Around the Kathmandu Valley

This temple is said to be the oldest Hindu temple still in use in the Kathmandu Valley. Built in the two-tiered pagoda style, the main shrine here is guarded on all sides by pairs of real and mythical beasts – elephants, lions, winged lions and ram-horned griffons – and its roof struts feature some amazingly intricate carvings of Tantric deities. Changu Narayan and its associated buildings were badly affected by the 2015 earthquake however; restoration of the complex is under way.

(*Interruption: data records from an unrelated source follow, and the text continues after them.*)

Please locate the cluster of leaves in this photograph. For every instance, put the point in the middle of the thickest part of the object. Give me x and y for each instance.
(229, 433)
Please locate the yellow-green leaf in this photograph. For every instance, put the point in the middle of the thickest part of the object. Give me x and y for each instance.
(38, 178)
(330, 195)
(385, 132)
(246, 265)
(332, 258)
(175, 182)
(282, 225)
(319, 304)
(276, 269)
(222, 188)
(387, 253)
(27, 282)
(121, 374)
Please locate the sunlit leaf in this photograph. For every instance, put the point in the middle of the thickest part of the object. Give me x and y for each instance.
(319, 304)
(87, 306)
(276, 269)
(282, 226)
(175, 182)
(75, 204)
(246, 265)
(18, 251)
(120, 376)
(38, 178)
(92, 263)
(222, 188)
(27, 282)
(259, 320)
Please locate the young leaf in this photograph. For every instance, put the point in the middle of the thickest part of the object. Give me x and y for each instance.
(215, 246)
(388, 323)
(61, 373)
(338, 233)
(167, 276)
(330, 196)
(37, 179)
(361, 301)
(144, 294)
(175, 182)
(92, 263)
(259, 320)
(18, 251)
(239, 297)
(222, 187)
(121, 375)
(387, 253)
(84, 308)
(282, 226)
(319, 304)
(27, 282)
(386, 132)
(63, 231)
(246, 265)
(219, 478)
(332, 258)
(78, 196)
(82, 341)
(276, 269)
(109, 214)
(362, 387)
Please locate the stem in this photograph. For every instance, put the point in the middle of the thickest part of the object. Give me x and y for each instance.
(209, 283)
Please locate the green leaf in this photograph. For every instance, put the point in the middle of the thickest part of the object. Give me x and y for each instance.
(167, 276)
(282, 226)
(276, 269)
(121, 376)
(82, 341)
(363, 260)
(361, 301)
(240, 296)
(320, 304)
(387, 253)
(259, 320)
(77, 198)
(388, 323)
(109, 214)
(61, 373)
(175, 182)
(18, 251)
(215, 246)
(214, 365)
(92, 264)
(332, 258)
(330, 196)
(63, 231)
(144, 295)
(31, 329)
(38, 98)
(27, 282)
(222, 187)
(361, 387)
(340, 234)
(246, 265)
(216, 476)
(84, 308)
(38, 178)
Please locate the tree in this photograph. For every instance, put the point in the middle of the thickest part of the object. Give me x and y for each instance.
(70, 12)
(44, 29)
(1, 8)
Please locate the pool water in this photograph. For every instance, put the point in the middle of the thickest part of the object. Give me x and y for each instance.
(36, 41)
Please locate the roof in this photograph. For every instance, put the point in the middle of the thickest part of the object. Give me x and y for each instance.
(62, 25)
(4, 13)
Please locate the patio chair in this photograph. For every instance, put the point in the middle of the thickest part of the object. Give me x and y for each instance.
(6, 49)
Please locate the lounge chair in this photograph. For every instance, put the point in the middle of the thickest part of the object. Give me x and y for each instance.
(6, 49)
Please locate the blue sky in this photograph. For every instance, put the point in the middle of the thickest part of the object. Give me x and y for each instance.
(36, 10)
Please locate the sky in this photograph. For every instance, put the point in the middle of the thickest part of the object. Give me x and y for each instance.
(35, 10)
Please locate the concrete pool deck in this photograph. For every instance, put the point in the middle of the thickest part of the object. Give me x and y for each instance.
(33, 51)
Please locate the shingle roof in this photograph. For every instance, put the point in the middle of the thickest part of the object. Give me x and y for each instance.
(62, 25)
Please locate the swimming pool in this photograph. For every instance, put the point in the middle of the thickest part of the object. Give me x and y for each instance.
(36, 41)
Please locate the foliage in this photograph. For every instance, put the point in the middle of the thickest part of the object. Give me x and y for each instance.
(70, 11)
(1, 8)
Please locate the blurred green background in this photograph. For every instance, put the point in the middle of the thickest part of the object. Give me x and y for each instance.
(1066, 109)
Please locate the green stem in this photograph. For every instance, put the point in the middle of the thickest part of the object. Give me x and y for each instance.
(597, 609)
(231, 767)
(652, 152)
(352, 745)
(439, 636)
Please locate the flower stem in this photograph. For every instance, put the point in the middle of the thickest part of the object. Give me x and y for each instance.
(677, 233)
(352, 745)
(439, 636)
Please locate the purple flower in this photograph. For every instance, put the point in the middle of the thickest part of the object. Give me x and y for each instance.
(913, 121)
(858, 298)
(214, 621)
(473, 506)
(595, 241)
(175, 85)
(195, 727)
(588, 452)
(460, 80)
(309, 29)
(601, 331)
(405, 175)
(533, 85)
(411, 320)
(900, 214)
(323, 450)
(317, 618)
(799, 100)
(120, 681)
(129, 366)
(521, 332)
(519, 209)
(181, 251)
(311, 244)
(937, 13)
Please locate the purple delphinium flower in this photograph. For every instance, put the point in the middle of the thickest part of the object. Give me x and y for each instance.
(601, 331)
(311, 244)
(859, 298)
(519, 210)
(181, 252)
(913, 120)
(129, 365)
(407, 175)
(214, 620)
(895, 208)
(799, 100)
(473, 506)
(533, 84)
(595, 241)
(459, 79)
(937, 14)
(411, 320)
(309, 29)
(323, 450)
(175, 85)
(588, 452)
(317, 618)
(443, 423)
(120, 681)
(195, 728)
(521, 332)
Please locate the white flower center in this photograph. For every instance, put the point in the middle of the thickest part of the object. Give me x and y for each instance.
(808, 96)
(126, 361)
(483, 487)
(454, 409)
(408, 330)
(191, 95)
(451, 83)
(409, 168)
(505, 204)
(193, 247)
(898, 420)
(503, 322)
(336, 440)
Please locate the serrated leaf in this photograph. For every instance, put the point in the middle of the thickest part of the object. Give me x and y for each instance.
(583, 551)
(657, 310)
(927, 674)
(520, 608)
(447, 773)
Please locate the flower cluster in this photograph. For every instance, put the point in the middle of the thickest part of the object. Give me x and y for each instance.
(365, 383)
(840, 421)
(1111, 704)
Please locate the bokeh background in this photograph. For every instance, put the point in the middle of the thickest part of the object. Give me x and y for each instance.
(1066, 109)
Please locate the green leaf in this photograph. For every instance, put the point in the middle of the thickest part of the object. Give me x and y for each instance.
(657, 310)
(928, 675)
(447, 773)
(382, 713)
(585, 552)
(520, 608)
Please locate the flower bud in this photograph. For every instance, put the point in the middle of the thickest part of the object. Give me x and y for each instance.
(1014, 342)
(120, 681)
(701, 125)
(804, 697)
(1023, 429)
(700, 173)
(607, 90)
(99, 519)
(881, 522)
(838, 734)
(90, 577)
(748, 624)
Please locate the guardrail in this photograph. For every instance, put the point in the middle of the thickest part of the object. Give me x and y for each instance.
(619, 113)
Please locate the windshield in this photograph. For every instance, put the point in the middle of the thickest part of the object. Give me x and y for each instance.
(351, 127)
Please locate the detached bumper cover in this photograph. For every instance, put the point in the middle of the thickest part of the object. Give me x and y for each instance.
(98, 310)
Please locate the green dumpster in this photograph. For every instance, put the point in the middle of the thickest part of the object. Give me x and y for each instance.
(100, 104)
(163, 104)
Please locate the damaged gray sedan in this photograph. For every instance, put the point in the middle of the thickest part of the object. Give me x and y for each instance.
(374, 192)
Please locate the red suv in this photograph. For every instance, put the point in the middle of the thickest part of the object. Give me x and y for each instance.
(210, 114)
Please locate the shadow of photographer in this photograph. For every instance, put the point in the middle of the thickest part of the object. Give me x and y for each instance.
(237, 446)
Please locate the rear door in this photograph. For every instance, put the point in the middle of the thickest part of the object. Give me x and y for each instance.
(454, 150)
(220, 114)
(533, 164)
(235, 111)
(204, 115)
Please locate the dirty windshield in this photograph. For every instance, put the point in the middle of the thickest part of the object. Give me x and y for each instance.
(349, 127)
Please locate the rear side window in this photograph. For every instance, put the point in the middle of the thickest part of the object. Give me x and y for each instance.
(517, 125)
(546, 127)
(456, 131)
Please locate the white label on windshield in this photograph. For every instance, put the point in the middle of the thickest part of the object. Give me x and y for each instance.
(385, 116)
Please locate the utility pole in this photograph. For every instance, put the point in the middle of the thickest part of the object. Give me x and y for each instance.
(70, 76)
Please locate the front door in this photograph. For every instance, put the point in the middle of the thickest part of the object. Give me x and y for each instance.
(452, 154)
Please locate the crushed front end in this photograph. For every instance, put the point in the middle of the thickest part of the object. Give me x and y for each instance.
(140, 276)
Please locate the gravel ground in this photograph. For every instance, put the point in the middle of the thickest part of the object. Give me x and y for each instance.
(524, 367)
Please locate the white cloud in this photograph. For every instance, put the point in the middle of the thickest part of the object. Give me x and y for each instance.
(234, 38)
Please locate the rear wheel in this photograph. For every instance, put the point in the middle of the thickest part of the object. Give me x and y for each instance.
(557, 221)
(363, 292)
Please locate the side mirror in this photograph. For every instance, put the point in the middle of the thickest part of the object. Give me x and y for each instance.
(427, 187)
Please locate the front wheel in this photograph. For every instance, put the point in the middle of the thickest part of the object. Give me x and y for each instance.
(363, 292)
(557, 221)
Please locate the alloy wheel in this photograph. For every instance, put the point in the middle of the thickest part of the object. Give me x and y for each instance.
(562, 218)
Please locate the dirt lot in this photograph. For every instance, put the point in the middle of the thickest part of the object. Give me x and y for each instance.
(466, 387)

The statue inside shows Vishnu as Narayan, the creator of all life, but the beautifully decorated metal-plate doors are only opened for rituals and only Hindus may enter.

The Garuda figure facing the west door is said to date from the 5th century, and in front of this statue is the oldest stone inscription in the valley, dating from AD 464, which recalls how the king persuaded his mother not to commit sati (ritual suicide) after his father’s death. Two large pillars carry a conch and chakra disc, the traditional symbols of Vishnu.

Dotted around the courtyard are a series of extraordinary carvings dating from the Licchavi era, showing Vishnu in his various avatars (incarnations). Vishnu appears in the southwest corner of the compound as Narsingha (his man-lion incarnation), disembowelling a demon with his fingers, and as Vikrantha (Vamana), the six-armed dwarf who transformed himself into a giant capable of crossing the universe in three steps to defeat King Bali (look for his outstretched leg).

To the side of these images is a broken slab showing a 10-headed and 10-armed Vishnu, with Ananta reclining on a serpent below. The plaque is divided into three sections – the underworld, the world of man and the heavens. In the northwest corner of the compound is an exquisite 7th-century image of Vishnu astride Garuda, which is illustrated on the Rs 10 banknote.

The squat temple in the southeast corner of the complex is dedicated to the Tantric goddess Chhinnamasta, who beheaded herself to feed the bloodthirsty deities Dakini and Varnini.

Down the steps leading east from the temple complex are the one-storey Bhimsen Pati, with its stone guardians, and the remains of a Malla-era royal palace.